Par un antique usage, le dénoûment d’un ballet doit courir la poste. Tout va très-vite au troisième acte. Edwinski reçoit dans sa prison une visite de sa femme et de son enfant, introduits par la vieille mère qui les protège. Cette bonne dame a une double clef de la cellule du prisonnier ; elle lui ouvre la porte et il peut embrasser tout ce qu’il aime. Cependant Zamoski entre précipitamment, il cherche sa victime. Sa mère l’enferme dans la cellule, et on s’enfuit. Le décor change subitement. Edwinski, coiffé d’un panache gigantesque, livre un nouveau combat. On s’attaque le plus vite qu’on peut, le tyran est tué en un clin d’œil ; on se retrouve rapidement, on s’embrasse au galop, on se caresse à franc étrier, on se réjouit à bride abattue, on danse à toutes jambes, on se félicite avec impétuosité, on remercie le ciel à tire-d’aile, l’orchestre précipite la mesure, frappe brusquement l’accord final, et la toile tombe comme la foudre. Tel est le ballet italien.

On croira sans peine que plus tard j’ai dû voir d’autres ballets plus beaux, plus animés encore que celui-ci. La vivacité napolitaine mène ces spectacles avec bien plus de feu qu’on ne saurait le faire à Gênes ; mais j’étais à mon début, et jamais aucune autre caverne, jamais aucuns brigands, ni héroïnes de satin blanc, ni petits enfants frisés, ni tyrans peu délicats, ne m’ont fait autant d’impression que ceux de Floreska. Je puis me flatter d’avoir été, à la première représentation de ce ballet, le spectateur le plus neuf et le moins blasé de toute la salle. Par la suite, étant habitué au climat, nourri de macaroni et rafraîchi par l’eau à la neige et la limonade, je perdis ce sentiment du ridicule qu’on respire avec notre brouillard humorique ; le tyran m’effraya, l’héroïne m’intéressa ; l’enfant me fit sourire, et je ne pénétrai plus dans les cavernes qu’avec un movimento di orrore et tutto tremente du paura ; c’est pourquoi, ne voulant plus revenir sur ce sujet, j’ai parlé du ballet de Gênes de préférence à tous les autres.

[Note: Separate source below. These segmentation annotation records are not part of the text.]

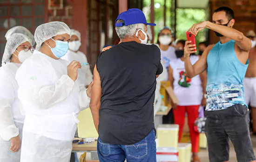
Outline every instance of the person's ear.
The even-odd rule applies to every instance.
[[[50,44],[50,39],[48,39],[44,41],[44,44],[47,46]]]
[[[145,39],[145,35],[143,33],[141,30],[139,31],[138,37],[139,37],[139,38],[140,38],[141,40]]]

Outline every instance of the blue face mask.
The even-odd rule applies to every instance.
[[[67,50],[68,50],[68,43],[67,42],[55,41],[53,38],[51,39],[56,42],[56,46],[54,48],[52,48],[49,45],[48,45],[51,48],[54,55],[57,58],[61,58],[66,55]]]

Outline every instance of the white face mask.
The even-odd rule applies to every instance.
[[[68,43],[68,48],[74,51],[78,50],[81,46],[81,42],[80,41],[72,41]]]
[[[256,45],[256,41],[251,40],[251,48],[253,48]]]
[[[172,38],[168,36],[159,37],[159,42],[162,45],[168,45],[172,41]]]
[[[21,50],[20,52],[17,50],[16,50],[16,51],[19,53],[19,56],[17,56],[15,54],[14,54],[14,56],[19,59],[19,60],[21,63],[23,62],[27,58],[32,56],[32,53],[30,50],[28,50],[27,51],[25,51],[24,50]]]
[[[138,34],[139,33],[139,31],[141,31],[142,33],[145,35],[145,39],[144,40],[141,40],[141,39],[139,38],[139,39],[140,39],[140,40],[141,41],[141,44],[146,44],[148,43],[148,36],[147,35],[147,33],[145,33],[141,29],[139,29],[136,33],[136,37],[138,37]]]

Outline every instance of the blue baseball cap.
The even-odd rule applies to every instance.
[[[118,19],[122,19],[124,23],[116,23]],[[146,17],[141,10],[138,8],[131,8],[120,13],[115,20],[115,26],[121,27],[133,24],[144,24],[150,26],[155,26],[155,24],[148,23]]]

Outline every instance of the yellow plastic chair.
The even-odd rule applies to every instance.
[[[80,162],[86,162],[86,152],[81,155],[80,156]]]
[[[77,125],[78,136],[81,138],[98,138],[99,135],[95,128],[93,116],[89,108],[81,112],[78,115],[80,123]]]

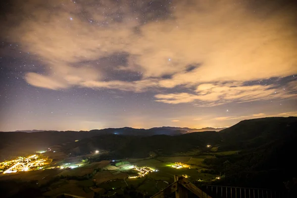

L’habitude a tant de puissance, et on s’attache si vite par mille petits liens aux villes de l’Italie, que je ne voyais plus de raisons pour jamais sortir de Gênes. J’y serais encore, si trois jours d’une pluie fine et froide ne fussent venus interrompre le printemps dont nous jouissions et me forcer à réfléchir. Je me rappelai qu’on pouvait trouver vers le sud un climat bien plus doux. De ma fenêtre je voyais les bateaux à vapeur lancer fièrement dans les airs leurs panaches de fumée. Le magnifique bateau toscan le Leopoldo venait d’arriver de Marseille. Je retins une place pour Naples, et je pensai avec satisfaction que dans trois jours je serais sous le quarantième degré, à deux pas de la Sicile, à quatre des côtes d’Afrique.

Si signore, me dit le buraliste de l’uffizio, veder Napoli e poi morir.

— Merci, répondis-je ; voir Naples, j’en suis d’avis ; mais je n’ai pas envie de mourir aussitôt après.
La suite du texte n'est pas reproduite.